Salle Pleyel, Paris • 6 et 7.2.12 à 20h
New York Philharmonic, Alan Gilbert
6.2.12
Beethoven : concerto pour violon (Frank Peter Zimmermann, violon)
Stravinski : symphonie en trois mouvements
Ravel : Daphnis et Chloé — Suite n° 2
7.2.12
Magnus Lindberg : Feria
Bartók : concerto pour piano n° 2 (Lang Lang, piano)
Prokofiev : symphonie n° 5
Deux concerts passionnants et débordants d’énergie.
Ce sont les deux concertos qui constituent les moments forts de ces deux concerts. Le Beethoven est une indescriptible splendeur, d’une opulence sonore exceptionnelle, un déluge de couleurs, un déchaînement de tensions exquises. Zimmerman est le premier violoniste que j’entends saturer ainsi l’acoustique de la Salle Pleyel, d’habitude plutôt peu amène à l’endroit des solistes à cordes. Sa technique est époustouflante… et le son qu’il tire de son Stradivarius est quasiment solaire. Quand Beethoven est joué comme ça (c’est-à-dire quasiment jamais), je n’ai vraiment aucun problème.
Pour le concerto de Bartók, l’orchestre est installé de manière bien peu conventionnelle — l’harmonie à gauche du chef, les cordes à droite (ce qui permet de spatialiser le son de manière très spécifique dans les deux premiers mouvements). Le piano se fond un peu dans l’orchestre. Gilbert et Lang Lang, dont l’entente est frappante, vont chercher de longues phrases très lyriques et très expressives. Les exigences techniques phénoménales de la partition empêchent Lang Lang de s’adonner à ses maniérismes agaçants et canalisent parfaitement son étonnante virtuosité. L’attaque du deuxième mouvement par un orchestre sublimement crépusculaire est vraisemblablement le moment le plus magique de ces deux concerts. Très belle prestation du timbalier tout au long du concerto.

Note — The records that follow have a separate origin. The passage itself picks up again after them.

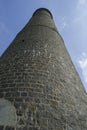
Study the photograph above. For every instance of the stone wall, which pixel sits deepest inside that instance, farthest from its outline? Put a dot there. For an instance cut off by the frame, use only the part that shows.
(38, 77)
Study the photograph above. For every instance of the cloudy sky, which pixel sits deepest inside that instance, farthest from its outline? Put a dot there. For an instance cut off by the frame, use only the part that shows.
(70, 17)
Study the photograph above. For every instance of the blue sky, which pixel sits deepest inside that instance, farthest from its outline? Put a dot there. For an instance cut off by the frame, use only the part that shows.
(70, 17)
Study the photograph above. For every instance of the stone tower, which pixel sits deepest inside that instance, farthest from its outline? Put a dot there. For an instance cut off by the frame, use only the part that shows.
(39, 86)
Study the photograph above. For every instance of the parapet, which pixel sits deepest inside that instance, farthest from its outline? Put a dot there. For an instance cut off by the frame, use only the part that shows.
(43, 10)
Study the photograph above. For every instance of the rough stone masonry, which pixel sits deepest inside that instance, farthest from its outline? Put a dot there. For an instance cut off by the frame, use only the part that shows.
(39, 86)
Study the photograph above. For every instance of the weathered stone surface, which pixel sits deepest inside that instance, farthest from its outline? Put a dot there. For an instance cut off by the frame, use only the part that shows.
(38, 77)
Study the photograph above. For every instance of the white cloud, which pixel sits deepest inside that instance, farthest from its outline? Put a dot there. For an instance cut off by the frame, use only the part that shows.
(83, 65)
(82, 2)
(3, 28)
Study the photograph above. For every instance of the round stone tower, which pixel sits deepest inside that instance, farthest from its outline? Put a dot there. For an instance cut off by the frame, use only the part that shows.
(39, 86)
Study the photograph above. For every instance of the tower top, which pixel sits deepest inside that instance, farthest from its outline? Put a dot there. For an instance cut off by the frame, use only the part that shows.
(42, 10)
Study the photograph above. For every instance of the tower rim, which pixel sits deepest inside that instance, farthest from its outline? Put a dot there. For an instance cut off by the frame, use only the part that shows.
(43, 9)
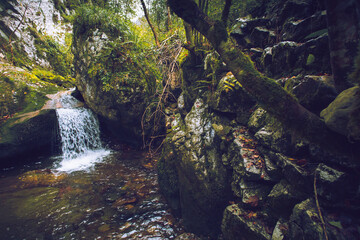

Les autres œuvres interprétées pêchent un peu par excès de brillance. La symphonie de Prokofiev est magnifiquement bien jouée (par des musiciens dont les visages sont souvent illuminés par le plaisir de jouer), mais elle manque de rugosité. La suite de Daphnis et Chloé, trop monochrome, oublie de se laisser pénétrer par les clairs-obscurs ravéliens. On dirait qu’elle a été écrite par un lointain cousin américain : à sa façon, cette œuvre “nouvelle” est assez captivante.
Abondance de bis. Le mardi, ils me rappellent à quel point Berlioz me laisse indifférent et combien le New York Philharmonic est irrésistible quand il interprète Bernstein.